I stumbled upon this recipe a while back and was eager to give it a go. The combination of rye flour and bay leaf piqued my curiosity and so, I decided I would make it. As with always, I took the recipe and gave it a little spin of my own. Nothing too out there though since I wanted to maintain the basic flavours of this bake.
I loved the density of these brownies because that made them very fudgy. I found it very much easier to cut after a night in the fridge, especially with the whole almonds which tend to break into the brownie if you cut it at room temperature. Of course, if, like me, you relish having your brownies warm, then dig right into them because seriously, the mess makes these babies all the more pleasurable to eat. Nothing like a hot mess they say!
Bay Leaf, Almonds, and Rye Brownies (9×9″ Square)
200g Dark Chocolate (72% Cocoa and up preferably)
2 tsp fine sea salt
75g Brown Sugar
150g Dark Rye Flour
90g Toasted Almonds
1/2 Grapefruit, Zested
6-8 Fresh Bay Leaves
- Preheat oven to 170 deg C and line a 9×9″ baking tin.
- Take one egg, separate its yolk from the whites. Then take half the egg white and set aside. The remaining egg white and yolk will be used in the main batter along with the other 3 eggs.

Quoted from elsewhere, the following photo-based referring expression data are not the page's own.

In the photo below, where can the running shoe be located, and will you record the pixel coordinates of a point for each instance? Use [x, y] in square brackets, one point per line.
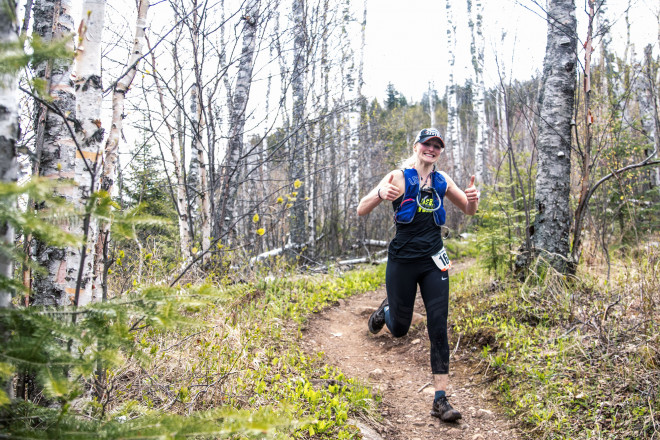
[444, 411]
[377, 318]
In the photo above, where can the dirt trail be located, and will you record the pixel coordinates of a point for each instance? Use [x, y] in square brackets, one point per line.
[400, 368]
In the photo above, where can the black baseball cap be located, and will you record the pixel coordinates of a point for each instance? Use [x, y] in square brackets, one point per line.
[429, 133]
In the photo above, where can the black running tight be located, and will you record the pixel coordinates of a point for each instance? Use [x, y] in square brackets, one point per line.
[402, 280]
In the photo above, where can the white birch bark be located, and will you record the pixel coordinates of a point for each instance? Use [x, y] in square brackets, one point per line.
[89, 95]
[111, 152]
[353, 120]
[553, 214]
[241, 94]
[9, 131]
[452, 140]
[57, 155]
[477, 49]
[647, 95]
[431, 105]
[297, 216]
[181, 199]
[197, 123]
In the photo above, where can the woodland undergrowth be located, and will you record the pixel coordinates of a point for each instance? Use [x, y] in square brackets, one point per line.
[248, 357]
[569, 358]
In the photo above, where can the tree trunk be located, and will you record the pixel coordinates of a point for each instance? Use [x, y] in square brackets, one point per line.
[89, 96]
[201, 185]
[232, 168]
[584, 152]
[553, 216]
[9, 131]
[181, 201]
[112, 143]
[477, 49]
[452, 140]
[57, 152]
[297, 216]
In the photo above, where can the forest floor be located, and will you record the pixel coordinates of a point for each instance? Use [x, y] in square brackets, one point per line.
[400, 370]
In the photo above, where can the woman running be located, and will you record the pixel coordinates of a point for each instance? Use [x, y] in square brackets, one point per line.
[416, 255]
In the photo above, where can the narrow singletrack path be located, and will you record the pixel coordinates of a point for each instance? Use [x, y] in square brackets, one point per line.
[400, 369]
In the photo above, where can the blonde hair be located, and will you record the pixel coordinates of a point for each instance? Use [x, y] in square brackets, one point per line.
[409, 162]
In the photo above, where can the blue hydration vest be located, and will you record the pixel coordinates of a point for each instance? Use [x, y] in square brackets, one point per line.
[408, 207]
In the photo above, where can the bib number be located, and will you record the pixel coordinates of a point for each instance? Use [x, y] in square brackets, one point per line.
[442, 260]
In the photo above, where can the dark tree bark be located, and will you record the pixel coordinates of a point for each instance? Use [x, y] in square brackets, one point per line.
[553, 215]
[297, 217]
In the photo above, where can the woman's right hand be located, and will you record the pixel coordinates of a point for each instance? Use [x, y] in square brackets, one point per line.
[388, 191]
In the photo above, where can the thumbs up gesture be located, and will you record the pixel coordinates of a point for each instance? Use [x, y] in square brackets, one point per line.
[388, 191]
[471, 192]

- Melt dark chocolate, butter and 1 tsp of sea salt together over a bain marie. Then sat aside to cool
- In a clean mixing bowl, whisk eggs and both sugars together until light and fluffy.
- Slowly pour dark chocolate mixture into the egg mixture until well combined.

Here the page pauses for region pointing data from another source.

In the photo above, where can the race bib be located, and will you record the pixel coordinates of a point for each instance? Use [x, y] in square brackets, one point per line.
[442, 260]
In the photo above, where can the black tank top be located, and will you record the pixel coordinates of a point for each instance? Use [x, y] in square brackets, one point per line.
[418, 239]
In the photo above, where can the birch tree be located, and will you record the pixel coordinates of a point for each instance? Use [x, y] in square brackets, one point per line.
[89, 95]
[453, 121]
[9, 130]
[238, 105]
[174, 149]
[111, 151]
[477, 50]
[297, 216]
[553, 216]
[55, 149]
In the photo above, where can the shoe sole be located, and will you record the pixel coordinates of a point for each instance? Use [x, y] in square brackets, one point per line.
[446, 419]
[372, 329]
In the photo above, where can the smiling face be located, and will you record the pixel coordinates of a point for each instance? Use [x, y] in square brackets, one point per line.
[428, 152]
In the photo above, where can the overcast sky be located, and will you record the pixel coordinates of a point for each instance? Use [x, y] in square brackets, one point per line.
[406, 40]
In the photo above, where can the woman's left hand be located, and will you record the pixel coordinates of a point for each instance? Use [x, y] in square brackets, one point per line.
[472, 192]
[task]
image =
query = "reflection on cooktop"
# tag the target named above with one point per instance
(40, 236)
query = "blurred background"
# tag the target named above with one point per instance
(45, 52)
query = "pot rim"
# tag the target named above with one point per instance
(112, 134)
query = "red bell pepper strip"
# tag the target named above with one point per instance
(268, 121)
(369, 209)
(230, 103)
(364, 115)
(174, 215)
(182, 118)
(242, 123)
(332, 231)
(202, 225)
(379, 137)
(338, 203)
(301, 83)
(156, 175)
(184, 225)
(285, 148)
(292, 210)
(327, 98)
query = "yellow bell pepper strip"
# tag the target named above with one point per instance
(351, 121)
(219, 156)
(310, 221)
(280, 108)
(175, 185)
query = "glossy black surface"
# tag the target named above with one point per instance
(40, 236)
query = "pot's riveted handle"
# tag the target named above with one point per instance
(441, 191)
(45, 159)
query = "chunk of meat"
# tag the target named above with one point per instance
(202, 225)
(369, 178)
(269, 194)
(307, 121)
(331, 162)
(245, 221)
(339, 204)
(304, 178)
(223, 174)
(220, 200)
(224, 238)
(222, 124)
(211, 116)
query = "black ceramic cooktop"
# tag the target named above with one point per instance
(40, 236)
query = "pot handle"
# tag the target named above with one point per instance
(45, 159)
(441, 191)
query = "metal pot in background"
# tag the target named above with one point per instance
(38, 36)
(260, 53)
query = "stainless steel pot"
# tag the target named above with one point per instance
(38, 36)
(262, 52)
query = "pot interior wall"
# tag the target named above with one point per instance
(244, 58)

- Fold in rye flour until just incorporated.
- Pour mixture into prepared tin.
- In a small bowl, whisk egg white until white and frothy. Then fold in almonds, grapefruit zest, remaining teaspoon of salt and 30g of sugar.

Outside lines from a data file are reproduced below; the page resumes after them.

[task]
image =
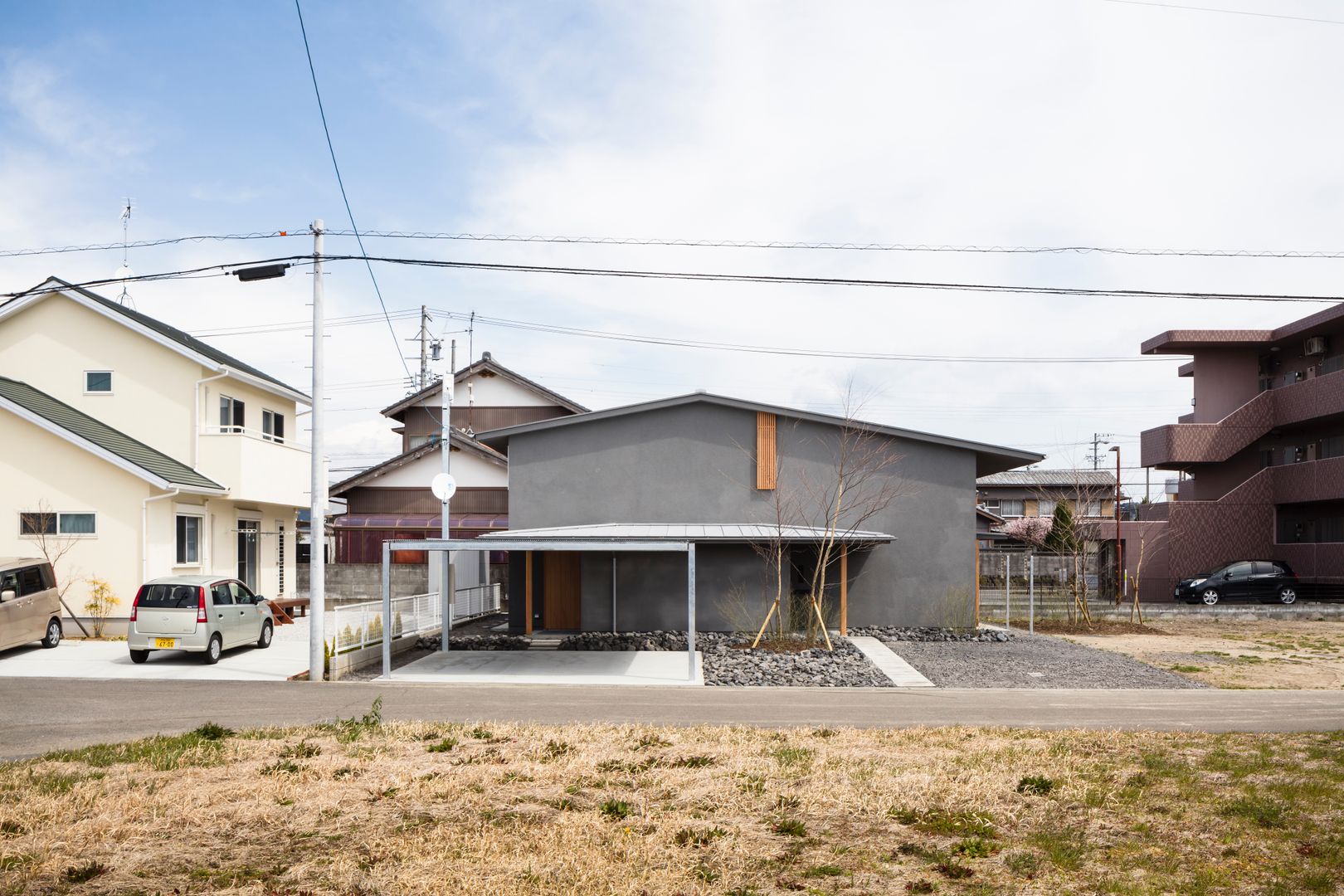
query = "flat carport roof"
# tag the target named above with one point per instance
(633, 538)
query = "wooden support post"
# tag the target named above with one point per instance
(977, 583)
(527, 596)
(845, 590)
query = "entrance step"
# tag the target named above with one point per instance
(544, 642)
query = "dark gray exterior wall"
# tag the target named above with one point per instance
(695, 464)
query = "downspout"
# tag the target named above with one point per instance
(144, 531)
(195, 442)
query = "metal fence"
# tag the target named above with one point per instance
(360, 625)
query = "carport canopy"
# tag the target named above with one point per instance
(620, 538)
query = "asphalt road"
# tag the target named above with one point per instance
(38, 715)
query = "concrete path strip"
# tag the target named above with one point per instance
(890, 664)
(38, 715)
(615, 668)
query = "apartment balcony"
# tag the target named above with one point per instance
(1177, 444)
(254, 466)
(1308, 481)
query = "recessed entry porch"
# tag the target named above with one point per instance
(617, 578)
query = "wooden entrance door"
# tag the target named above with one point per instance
(562, 592)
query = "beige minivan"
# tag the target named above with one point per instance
(30, 607)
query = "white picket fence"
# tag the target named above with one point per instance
(360, 625)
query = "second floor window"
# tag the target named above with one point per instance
(273, 426)
(231, 418)
(188, 539)
(99, 382)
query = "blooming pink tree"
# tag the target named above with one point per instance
(1032, 529)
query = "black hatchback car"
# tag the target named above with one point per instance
(1242, 581)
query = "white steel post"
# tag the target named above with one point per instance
(446, 582)
(689, 611)
(387, 607)
(318, 492)
(1031, 594)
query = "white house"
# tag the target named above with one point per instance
(141, 449)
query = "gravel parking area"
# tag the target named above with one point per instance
(726, 663)
(1030, 661)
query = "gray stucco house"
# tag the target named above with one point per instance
(713, 470)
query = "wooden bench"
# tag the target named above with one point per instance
(286, 610)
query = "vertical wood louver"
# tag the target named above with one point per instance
(767, 455)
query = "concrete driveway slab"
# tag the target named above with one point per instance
(620, 668)
(112, 660)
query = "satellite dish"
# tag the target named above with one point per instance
(444, 486)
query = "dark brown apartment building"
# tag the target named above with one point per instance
(1259, 455)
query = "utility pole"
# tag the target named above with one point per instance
(318, 512)
(1098, 440)
(446, 578)
(424, 356)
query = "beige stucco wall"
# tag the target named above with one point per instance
(38, 469)
(51, 344)
(54, 342)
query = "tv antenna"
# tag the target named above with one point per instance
(124, 273)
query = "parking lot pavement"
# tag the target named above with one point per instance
(112, 660)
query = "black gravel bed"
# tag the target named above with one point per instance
(1031, 661)
(893, 633)
(476, 642)
(730, 665)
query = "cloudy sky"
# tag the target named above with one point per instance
(1034, 123)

- Pour mixture over brownie batter and spread nicely and as evenly as possible.
- Top with bay leaves. Press them into the batter lightly – they can be removed after baking.
- Bake for 20-25min until just set. Allow to cool before cutting – I realise that chilling it overnight makes cutting through the almonds even easier.
So I reduced the amount of sugar used from the original recipe. For me, the brownies had the perfect sweetness level. The grapefruit zest was particularly refreshing but I couldn’t detect much of the bay leaf. If I were to make this recipe again, and I probably will, I’d infuse the bay leaves into the butter-chocolate mixture first, then remove them. For decorative purposes, they do look quite pretty sat on top of the brownie but sadly, they don’t leave much of their aroma behind.
Nevertheless, this recipe is quite a delightful one even with the extra trouble of using half the white of one egg to create the sugar crust. What can I say? I’m always partial to a batch of rich, fudgy, squidgy, chocolatey, brownies. As long as there’s chocolate, I’m in! And I am so in with these!!